12 Robotics Teams Will Hunt For (Virtual) Subterranean Artifacts
Last week, DARPA announced the twelve teams who will be competing in the Virtual Track of the DARPA Subterranean Challenge Finals, scheduled to take place in September in Louisville, KY. The robots and the environment may be virtual, but the prize money is very real, with $1.5 million of DARPA cash on the table for the teams who are able to find the most subterranean artifacts in the shortest amount of time.
You can check out the list of Virtual Track competitors here, but we'll be paying particularly close attention to Team Coordinated Robotics and Team BARCS, who have been trading first and second place back and forth across the three previous competitions. But there are many other strong contenders, and since nearly a year will have passed between the Final and the previous Cave Circuit, there's been plenty of time for all teams to have developed creative new ideas and improvements.
As a quick reminder, the SubT Final will include elements of tunnels, caves, and the urban underground. As before, teams will be using simulated models of real robots to explore the environment looking for artifacts (like injured survivors, cell phones, backpacks, and even hazardous gas), and they'll have to manage things like austere navigation, degraded sensing and communication, dynamic obstacles, and rough terrain.
While we're not sure exactly what the Virtual Track is going to look like, one of the exciting aspects of a virtual competition like this is how DARPA is not constrained by things like available physical space or funding. They could make a virtual course that incorporates the inside of the Egyptian pyramids, the Cheyenne Mountain military complex, and my basement, if they were so inclined. We are expecting a combination of the overall themes of the three previous virtual courses (tunnel, cave, and urban), but connected up somehow, and likely with a few surprises thrown in for good measure.

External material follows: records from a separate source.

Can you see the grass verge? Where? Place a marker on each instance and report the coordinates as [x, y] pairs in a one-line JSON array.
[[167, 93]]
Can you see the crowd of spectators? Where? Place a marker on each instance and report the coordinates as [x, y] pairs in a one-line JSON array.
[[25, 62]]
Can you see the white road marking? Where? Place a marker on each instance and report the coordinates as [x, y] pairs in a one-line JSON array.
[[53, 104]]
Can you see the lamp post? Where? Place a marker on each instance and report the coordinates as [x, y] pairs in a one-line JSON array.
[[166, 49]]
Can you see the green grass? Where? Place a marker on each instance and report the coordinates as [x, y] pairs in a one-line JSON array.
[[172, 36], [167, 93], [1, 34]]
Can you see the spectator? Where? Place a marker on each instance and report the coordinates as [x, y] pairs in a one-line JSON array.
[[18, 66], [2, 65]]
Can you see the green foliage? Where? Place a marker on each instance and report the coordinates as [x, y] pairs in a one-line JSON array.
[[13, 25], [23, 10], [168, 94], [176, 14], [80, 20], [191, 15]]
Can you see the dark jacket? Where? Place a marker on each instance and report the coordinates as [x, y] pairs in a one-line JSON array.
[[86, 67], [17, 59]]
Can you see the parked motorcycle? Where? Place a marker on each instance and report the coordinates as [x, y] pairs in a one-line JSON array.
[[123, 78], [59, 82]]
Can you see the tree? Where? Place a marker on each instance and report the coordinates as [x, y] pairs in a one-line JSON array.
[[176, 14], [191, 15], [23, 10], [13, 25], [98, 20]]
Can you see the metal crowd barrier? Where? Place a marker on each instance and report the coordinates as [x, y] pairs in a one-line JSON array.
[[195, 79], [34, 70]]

To some extent, the Virtual Track represents the best case scenario for SubT robots, in the sense that fewer things will just spontaneously go wrong. This is something of a compromise, since things very often spontaneously go wrong when you're dealing with real robots in the real world. This is not to diminish the challenges of the Virtual Track in the least-even the virtual robots aren't invincible, and their software will need to keep them from running into simulated walls or falling down simulated stairs. But as far as I know, the virtual robots will not experience damage during transport to the event, electronics shorting, motors burning out, emergency stop buttons being accidentally pressed, and that sort of thing. If anything, this makes the Virtual Track more exciting to watch, because you're seeing teams of virtual robots on their absolute best behavior challenging each other primarily on the cleverness and efficiency of their programmers.
The other reason that the Virtual Track is more exciting is that unlike the Systems Track, there are no humans in the loop at all. Teams submit their software to DARPA, and then sit back and relax (or not) and watch their robots compete all by themselves in real time. This is a hugely ambitious way to do things, because a single human even a little bit in the loop can provide the kind of critical contextual world knowledge and mission perspective that robots often lack. A human in there somewhere is fine in the near to medium term, but full autonomy is the dream.
As for the Systems Track (which involves real robots on the physical course in Louisville), we're not yet sure who all of the final competitors will be. The pandemic has made travel complicated, and some international teams aren't yet sure whether they'll be able to make it. Either way, we'll be there at the end of September, when we'll be able to watch both the Systems and Virtual Track teams compete for the SubT Final championship.